DSPy Installation Guide: Setting Up Automated Prompt Optimization

First things first, let's install the thing. We'll install the base DSPy along with the pgvector extras, which are required for optimizing prompts in combination with pgvector. As we are big fans of PostgreSQL and pgvector, it's probable that we'll use it in one of our next DSPy tutorials.

1pip install dspy-ai[pgvector]

Just so you know, there are a ton of other extras to install, just follow the official installation guide.

DSPy Framework: 8 Essential Steps for Automated Prompt Programming

On their great website, DSPy describes the 8 steps necessary to create great prompts. We'll look at them here in more detail as to better understand the following examples.

We'll throw a bunch of new concepts at you - just bear with us. It's important to learn all of this, however many things will get clearer in the next chapter when we run our first example.

1. Define Your AI Task: Foundation for DSPy Optimization

The first step in using DSPy is to clearly define the problem you're trying to solve. Yes, I know this sounds boring, however this is crucial. Not only for DSPy but any LLM project.

Consider the following aspects:

Expected Input/Output Behavior: What type of system are you building? (e.g., chatbot, code assistant, information extraction system)
Quality and Cost Specs: What are your budget constraints and performance requirements?
Language Model Selection: Which LM is most suitable for your task? (e.g., GPT-3.5, Mistral-7B, GPT-4-turbo). If you don't know yet, start with a state of the art model like GPT-4o or Llama 3.2 70B as time of this writing. Downsizing comes later.

Pro tip: Start by creating 3-4 example inputs and outputs to help visualize yourtask.

Note: Write these things down. We are not even kidding.

2. Design Your DSPy Pipeline Architecture

Next, outline the structure of your DSPy program:

Determine the necessary steps for solving your problem. Think about it in in terms of a sequence of operations. What steps would you - as a fellow human - need to take? The same steps need to be done by an LLM.
Consider if you need additional tools (e.g., retrieval, calculator, API integrations)
Start simple: Begin with a single dspy.ChainofThought module and add complexity incrementally

Again, write this down!

3. Explore Examples

Run your initial examples through the pipeline:

Use a powerful LLM for exploration to understand the possibilities
Test with different LLMs to compare performance
Identify where the simple usage falls short. So, where is a simple prompt not enough?
Keep track of interesting examples, both easy and challenging ones
Repeat each of your simple examples 5 times. Again, not kidding. Just because it works once, doesn't mean it will always work. Note down the situations where it failed on repetition.
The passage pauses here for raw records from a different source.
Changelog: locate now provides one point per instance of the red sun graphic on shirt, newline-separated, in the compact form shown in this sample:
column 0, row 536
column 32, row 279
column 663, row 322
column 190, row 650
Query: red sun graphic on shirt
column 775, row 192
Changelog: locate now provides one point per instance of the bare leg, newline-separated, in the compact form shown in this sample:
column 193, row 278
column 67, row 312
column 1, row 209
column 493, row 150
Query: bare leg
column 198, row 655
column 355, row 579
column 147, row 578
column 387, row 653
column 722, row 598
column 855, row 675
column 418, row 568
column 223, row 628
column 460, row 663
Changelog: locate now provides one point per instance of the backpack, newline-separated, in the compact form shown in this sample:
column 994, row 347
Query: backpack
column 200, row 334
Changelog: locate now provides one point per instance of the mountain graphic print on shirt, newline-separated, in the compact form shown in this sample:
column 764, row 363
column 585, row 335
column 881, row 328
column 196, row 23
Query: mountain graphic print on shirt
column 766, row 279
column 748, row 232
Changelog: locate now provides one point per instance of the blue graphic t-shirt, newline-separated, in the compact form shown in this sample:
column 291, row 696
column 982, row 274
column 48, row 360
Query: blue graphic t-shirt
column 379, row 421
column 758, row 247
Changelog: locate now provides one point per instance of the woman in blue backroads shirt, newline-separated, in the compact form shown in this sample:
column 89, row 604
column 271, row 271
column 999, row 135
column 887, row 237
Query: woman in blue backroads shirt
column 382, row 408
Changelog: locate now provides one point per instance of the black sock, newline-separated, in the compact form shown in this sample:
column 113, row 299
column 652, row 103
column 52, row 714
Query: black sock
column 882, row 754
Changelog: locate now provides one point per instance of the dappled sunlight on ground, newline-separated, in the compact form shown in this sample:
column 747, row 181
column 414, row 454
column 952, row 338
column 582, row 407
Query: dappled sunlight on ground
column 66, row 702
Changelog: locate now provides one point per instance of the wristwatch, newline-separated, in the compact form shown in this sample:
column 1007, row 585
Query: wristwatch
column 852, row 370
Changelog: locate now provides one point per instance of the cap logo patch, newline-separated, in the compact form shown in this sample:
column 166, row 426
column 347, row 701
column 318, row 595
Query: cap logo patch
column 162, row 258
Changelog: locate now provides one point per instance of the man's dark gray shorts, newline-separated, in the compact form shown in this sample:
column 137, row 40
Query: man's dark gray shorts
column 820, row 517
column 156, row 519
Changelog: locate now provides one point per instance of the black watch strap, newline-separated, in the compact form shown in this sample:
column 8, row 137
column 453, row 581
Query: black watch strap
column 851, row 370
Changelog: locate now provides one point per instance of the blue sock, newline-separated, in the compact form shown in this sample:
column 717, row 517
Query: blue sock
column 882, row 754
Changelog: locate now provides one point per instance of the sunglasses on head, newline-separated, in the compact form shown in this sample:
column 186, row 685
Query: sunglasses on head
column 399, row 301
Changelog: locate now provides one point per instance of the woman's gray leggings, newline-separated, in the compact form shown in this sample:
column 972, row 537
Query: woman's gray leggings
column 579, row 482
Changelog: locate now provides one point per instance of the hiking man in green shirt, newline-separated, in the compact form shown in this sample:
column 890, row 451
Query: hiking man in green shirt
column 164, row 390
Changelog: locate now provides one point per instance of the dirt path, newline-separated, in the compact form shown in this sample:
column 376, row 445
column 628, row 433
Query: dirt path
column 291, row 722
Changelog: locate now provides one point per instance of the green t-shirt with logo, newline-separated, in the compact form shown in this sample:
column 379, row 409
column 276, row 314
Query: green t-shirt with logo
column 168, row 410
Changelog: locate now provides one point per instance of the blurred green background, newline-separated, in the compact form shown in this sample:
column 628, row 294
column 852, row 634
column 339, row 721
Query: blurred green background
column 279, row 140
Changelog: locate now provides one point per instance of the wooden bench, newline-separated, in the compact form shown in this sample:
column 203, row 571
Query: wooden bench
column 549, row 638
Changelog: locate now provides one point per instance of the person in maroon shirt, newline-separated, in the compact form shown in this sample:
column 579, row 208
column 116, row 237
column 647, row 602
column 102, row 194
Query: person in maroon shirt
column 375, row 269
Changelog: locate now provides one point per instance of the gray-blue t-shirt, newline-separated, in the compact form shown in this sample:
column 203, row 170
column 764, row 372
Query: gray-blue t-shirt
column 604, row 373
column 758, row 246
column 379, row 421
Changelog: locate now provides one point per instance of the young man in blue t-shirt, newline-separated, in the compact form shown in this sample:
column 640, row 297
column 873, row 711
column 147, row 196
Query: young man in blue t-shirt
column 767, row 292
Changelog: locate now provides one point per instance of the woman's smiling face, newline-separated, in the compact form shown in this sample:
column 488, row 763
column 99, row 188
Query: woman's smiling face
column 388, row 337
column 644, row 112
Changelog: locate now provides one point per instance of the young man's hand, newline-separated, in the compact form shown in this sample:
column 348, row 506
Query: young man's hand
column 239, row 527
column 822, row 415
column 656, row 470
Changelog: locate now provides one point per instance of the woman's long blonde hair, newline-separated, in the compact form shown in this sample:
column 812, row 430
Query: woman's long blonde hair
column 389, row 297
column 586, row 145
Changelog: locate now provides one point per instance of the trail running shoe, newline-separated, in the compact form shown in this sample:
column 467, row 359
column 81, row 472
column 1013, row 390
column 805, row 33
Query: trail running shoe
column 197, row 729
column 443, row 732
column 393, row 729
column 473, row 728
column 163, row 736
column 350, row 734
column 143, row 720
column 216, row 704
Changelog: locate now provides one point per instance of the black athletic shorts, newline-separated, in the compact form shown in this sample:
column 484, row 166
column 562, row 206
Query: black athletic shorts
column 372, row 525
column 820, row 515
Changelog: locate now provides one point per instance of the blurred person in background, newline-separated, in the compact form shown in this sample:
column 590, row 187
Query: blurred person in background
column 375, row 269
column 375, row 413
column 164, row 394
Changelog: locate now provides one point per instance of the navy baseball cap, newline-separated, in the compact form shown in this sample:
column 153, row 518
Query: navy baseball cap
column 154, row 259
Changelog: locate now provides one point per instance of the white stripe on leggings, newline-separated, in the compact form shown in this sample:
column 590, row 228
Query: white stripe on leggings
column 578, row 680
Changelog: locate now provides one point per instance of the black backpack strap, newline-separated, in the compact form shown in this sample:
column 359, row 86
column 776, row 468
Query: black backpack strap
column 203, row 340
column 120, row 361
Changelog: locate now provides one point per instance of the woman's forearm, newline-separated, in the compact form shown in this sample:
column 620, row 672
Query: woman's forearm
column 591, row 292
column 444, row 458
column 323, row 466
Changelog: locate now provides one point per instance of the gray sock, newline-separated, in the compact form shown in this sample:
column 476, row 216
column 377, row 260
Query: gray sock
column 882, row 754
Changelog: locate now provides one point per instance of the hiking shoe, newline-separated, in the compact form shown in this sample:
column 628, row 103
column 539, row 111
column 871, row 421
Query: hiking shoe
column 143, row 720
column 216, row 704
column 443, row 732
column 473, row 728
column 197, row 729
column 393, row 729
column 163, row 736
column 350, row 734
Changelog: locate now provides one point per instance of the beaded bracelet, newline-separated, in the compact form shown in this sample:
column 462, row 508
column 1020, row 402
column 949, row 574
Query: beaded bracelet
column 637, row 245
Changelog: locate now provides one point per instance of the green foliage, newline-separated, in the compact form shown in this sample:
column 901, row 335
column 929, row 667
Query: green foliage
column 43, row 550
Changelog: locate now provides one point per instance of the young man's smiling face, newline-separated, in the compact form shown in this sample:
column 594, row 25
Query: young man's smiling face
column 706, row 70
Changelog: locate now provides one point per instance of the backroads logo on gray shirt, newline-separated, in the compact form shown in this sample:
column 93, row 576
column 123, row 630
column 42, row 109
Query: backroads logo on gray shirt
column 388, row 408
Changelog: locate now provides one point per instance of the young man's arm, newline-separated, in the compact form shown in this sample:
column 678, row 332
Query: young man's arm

4. Prepare Training Data for DSPy Optimization

Now that we know what to build, and we know what to expect and we know where simple prompts have their limitations, we need to think about optimizing.

That's where a dataset comes into play. And actually that's where the strength and main value proposition of DSPy lies.

For our optimizations to work, we need examples. Good examples. What do we mean with examples? Questions and answers, or inputs and outputs of what your pipeline will produce. Let's say you build a simple chatbot. Then you'll need a set of questions and correct answers. The LLM will produce the answers in the real production pipeline, however for our optimization step, we'll need to 'show' what the good answer will be.

If you build a classification system, you need to provide sample texts and correct classification results as part of your test data.

If you build a RAG system, you need to provide a question, relevant context and correct answer for the users questions.

I guess you get the idea.

Prepare your training and validation data:

Aim for 50-100 examples, with 300-500 being ideal
Utilize existing datasets if available (e.g., from HuggingFace)
Consider creating a small set of hand-crafted examples for unique tasks
Collect data through initial system deployment if possible. Yes. Deploy your system to production. Let real users provide real-world use-cases. You have officially permissions to test in production!
Also using strong LLMs to create synthetic data can be an option, however hand-crafted examples are preferable.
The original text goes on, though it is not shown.